Weik: Analytical approach needed on boardIn just two years as the District 5 representative to the Washington County Board of Commissioners, Lisa Weik believes she has found her calling.
In just two years as the District 5 representative to the Washington County Board of Commissioners, Lisa Weik believes she has found her calling.
“I think my inner child is a county commissioner,” said Weik, who first ran and won as a local Republican-endorsed candidate in 2008. The local Republicans did not endorse a candidate this time around. “I really do believe I was born to do this job.”
It’s a job Weik entered after a career in medical device research and health care regulatory work. “Most of the challenges facing us at the county, state and federal level are science-based or will need science-based solutions.” Weik, 52, said.
One such issue Weik categorizes in that realm is protection of groundwater. After walking the district this spring and summer, Weik said residents told her drinking water and the water shed should be a top priority.
As commissioner Weik has served on a solid waste management coordinating board that has been working on development of a pharmaceuticals take-back program for counties that would minimize the amount of medicines being flushed into the water system.
“I’ve done the preliminary work on these issues and it’s something, that based on my background, I am qualified to continue to help develop,” Weik said.
One issue that has been of major interest during Weik’s two years on the board is that of transit and the county’s financial investment in the Counties Transit Improvement Board (CTIB), which s funded by sales tax funds from counties around the metro. Weik publicly campaigned in the fall of 2008 on a call to repeal Washington County’s quarter-cent sales tax increase the board approved earlier that spring. She said it became apparent pretty quickly when she joined the board that such a call for a repeal wouldn’t have the support from her colleagues, so she instead has taken an analytical approach to become involved as an alternate representative to CTIB for the county board.
“We are now invested in this and it’s important for us to make sure we are getting our money’s worth,” Weik said, adding that the county has seen greater returns in funds it receives from CTIB since it first enter ed into the agreement with five other metro counties in 2008.

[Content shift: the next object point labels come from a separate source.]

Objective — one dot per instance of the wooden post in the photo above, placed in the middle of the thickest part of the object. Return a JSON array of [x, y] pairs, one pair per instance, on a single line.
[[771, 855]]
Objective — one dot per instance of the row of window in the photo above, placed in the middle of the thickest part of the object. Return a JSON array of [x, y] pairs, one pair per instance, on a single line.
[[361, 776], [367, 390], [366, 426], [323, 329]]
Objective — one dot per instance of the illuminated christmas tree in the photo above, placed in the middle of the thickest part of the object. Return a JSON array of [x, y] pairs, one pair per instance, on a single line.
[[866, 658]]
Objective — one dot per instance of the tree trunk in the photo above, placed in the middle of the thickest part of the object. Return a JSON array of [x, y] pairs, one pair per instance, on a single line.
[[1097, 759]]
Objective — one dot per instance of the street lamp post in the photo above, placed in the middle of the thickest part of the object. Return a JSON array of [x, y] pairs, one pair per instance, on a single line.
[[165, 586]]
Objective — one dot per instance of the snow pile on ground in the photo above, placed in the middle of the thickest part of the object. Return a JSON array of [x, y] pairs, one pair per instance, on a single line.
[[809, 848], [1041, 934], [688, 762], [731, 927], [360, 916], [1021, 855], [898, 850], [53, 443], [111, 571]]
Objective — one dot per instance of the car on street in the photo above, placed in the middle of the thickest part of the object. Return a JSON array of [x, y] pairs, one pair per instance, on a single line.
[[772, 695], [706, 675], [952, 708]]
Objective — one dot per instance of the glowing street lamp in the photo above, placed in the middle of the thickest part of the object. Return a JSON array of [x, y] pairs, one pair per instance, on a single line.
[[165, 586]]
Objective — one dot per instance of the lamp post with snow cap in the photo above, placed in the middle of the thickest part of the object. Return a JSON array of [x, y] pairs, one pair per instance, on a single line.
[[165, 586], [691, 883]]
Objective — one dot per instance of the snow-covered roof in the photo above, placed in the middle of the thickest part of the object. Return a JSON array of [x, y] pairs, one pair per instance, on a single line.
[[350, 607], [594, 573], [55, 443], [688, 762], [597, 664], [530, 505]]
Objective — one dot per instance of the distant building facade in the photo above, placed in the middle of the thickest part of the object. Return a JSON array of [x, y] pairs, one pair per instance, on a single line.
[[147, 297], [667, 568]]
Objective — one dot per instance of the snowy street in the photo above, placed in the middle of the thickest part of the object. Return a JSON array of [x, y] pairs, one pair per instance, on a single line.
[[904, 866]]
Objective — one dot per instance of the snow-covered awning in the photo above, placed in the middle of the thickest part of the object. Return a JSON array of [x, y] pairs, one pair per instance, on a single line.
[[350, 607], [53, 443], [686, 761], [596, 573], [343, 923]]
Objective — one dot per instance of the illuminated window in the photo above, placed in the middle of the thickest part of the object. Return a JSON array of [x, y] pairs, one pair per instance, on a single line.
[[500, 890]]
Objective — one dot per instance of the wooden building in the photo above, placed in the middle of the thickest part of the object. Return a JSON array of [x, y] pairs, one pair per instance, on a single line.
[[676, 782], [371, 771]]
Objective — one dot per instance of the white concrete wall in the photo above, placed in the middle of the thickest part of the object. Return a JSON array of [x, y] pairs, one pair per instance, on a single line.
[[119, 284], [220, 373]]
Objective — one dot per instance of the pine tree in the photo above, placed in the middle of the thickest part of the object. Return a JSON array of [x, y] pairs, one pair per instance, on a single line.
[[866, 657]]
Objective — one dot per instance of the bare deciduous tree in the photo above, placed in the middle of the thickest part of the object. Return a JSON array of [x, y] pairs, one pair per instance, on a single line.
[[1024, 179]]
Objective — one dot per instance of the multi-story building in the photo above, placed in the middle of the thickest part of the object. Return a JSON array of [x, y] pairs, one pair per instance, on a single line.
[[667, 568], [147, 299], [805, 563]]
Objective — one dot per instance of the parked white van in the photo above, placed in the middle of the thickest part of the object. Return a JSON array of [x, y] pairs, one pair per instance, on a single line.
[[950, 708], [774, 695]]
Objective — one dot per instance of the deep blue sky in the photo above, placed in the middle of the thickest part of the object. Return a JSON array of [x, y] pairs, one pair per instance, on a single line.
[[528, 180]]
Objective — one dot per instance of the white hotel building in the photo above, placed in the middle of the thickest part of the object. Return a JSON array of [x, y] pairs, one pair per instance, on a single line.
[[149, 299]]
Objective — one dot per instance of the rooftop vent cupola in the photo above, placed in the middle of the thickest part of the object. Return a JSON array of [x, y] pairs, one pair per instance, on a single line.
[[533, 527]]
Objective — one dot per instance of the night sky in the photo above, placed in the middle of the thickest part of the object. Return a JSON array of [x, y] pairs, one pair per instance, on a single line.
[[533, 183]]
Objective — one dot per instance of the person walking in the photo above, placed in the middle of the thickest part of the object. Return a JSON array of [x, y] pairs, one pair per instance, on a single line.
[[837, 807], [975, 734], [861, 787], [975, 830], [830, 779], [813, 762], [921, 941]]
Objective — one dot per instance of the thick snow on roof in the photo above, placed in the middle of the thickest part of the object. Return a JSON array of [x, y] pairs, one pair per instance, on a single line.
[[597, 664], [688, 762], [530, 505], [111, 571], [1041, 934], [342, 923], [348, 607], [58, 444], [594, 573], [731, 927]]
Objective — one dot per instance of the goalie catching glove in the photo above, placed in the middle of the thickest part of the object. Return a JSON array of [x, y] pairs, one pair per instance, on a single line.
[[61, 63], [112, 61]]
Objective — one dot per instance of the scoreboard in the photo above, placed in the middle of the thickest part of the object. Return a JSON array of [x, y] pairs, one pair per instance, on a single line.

Regarding the county budget, Weik said she has worked hard with current board members to achieve a zero percent increase to the preliminary property tax levy. She said during the budget process the county made sure to prepare for a potential loss in state aid that funds several of its mandated services.
She believes that the county will continue to face trying economic times and plans to advocate for flat or reduced spending through at least 2011.
“We have to focus on funding our core, essential services and prepare to go into commando mode while we ride out a tough economy,” she said.
Family: Married, two adult children
Occupation: County commissioner
Relevant experience: Two-years experience on County Board; career in medical device and health care regulatory affairs; Woodbury Lions Club.